The S&P U.S. Listed China 50 index, which is designed to track the performance of the 50 largest Chinese companies listed on U.S. exchanges by total market cap, logged a weekly decline of 0.34 percent.

“Leadership shifts frequently in the equity markets. Sometimes growth outperforms value, sometimes small beats large,” Mitch Zacks, CEO at Zacks Investment Management, said in a note on Saturday.

“Instead of getting caught up in short-term, emotional decisions, I recommend maintaining a diversified portfolio and focusing on key data points that can positively impact your investments in the long term,” he said.

The likelihood of additional U.S. COVID-19 relief continued to be a focus on Wall Street. U.S. Treasury Secretary Janet Yellen said on Thursday that a large stimulus package was necessary to get the economy, which she said was in a “deep hole,” back to full strength.

“We think it’s very important to have a big package that addresses the pain this has caused – 15 million Americans behind on their rent, 24 million adults and 12 million children who don’t have enough to eat, small businesses failing,” Yellen told CNBC Thursday.

Yellen’s remarks came as U.S. President Joe Biden’s administration has stepped up efforts to push Congress to approve a 1.9-trillion-U.S.-dollar COVID-19 relief package, which draws opposition from a growing number of congressional Republicans.

U.S. Federal Reserve officials broadly agreed that the Fed’s easy monetary policy will remain in place for some time, according to the minutes of the Fed’s recent policy meeting released Wednesday.

“Participants noted that economic conditions were currently far from the Committee’s longer-run goals and that the stance for policy would need to remain accommodative until those goals were achieved,” the Fed said in the minutes of its Jan. 26-27 meeting, referring to the Fed’s policy-making committee.

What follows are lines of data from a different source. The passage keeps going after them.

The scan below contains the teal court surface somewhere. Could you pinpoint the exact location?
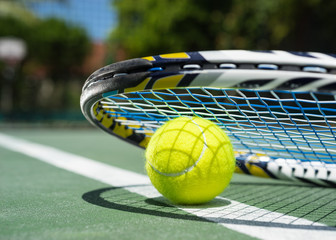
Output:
[0,128,336,240]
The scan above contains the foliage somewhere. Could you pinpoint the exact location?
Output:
[0,15,91,112]
[109,0,336,57]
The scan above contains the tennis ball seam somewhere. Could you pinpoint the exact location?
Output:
[147,117,208,177]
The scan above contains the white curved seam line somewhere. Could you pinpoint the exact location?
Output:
[147,120,208,177]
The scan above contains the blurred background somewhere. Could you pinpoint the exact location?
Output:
[0,0,336,128]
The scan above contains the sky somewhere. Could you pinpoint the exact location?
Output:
[29,0,116,41]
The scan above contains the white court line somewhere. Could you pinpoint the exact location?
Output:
[0,133,336,240]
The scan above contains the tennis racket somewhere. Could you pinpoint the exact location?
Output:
[81,50,336,187]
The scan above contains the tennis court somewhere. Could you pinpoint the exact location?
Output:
[0,0,336,240]
[0,128,336,239]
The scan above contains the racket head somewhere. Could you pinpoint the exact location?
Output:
[81,50,336,186]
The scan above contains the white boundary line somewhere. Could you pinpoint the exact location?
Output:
[0,133,336,240]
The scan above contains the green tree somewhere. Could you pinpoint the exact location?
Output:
[109,0,336,57]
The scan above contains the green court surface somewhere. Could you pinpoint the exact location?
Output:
[0,129,336,240]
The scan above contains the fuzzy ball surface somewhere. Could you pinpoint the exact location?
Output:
[146,117,235,204]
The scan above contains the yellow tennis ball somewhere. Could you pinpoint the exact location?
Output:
[146,117,235,204]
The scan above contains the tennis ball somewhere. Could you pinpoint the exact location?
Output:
[146,117,235,204]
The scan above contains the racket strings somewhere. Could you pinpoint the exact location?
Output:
[100,87,336,163]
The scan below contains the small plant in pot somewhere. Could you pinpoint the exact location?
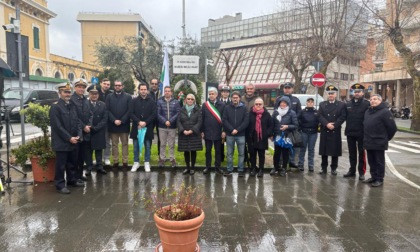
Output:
[12,103,55,182]
[142,183,205,252]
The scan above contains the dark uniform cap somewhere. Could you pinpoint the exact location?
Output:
[325,85,338,92]
[222,85,230,92]
[350,83,365,90]
[73,78,87,87]
[230,91,241,98]
[55,82,72,91]
[87,85,99,93]
[283,82,294,88]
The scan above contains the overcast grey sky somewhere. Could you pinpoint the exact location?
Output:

The minutes also noted that the COVID-19 pandemic continued to “pose considerable risks” to U.S. economic outlook, including risks associated with new virus strains, and potential difficulties in the production and distribution of vaccines.

The United States has registered more than 28 million confirmed COVID-19 cases with related deaths exceeding 497,000 as of Saturday afternoon, showed a tally by Johns Hopkins University.

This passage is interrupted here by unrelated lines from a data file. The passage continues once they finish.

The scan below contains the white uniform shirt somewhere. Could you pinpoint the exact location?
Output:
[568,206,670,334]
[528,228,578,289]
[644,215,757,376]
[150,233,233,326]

On the economic front, U.S. initial jobless claims, a rough way to measure layoffs, climbed to 861,000 in the week ending Feb. 13, following an upwardly revised 848,000 in the prior week, the Department of Labor reported on Thursday. Economists surveyed by Dow Jones and The Wall Street Journal had forecast new claims would fall to a seasonally adjusted 770,000 for last week.

The worse-than-expected figures indicated that the U.S. labor market is still suffering nearly a year after the onset of the COVID-19 pandemic.

U.S. retail sales surged 5.3 percent in January, the Department of Commerce said on Wednesday. The reading easily topped a Dow Jones estimate of a 1.2-percent rise.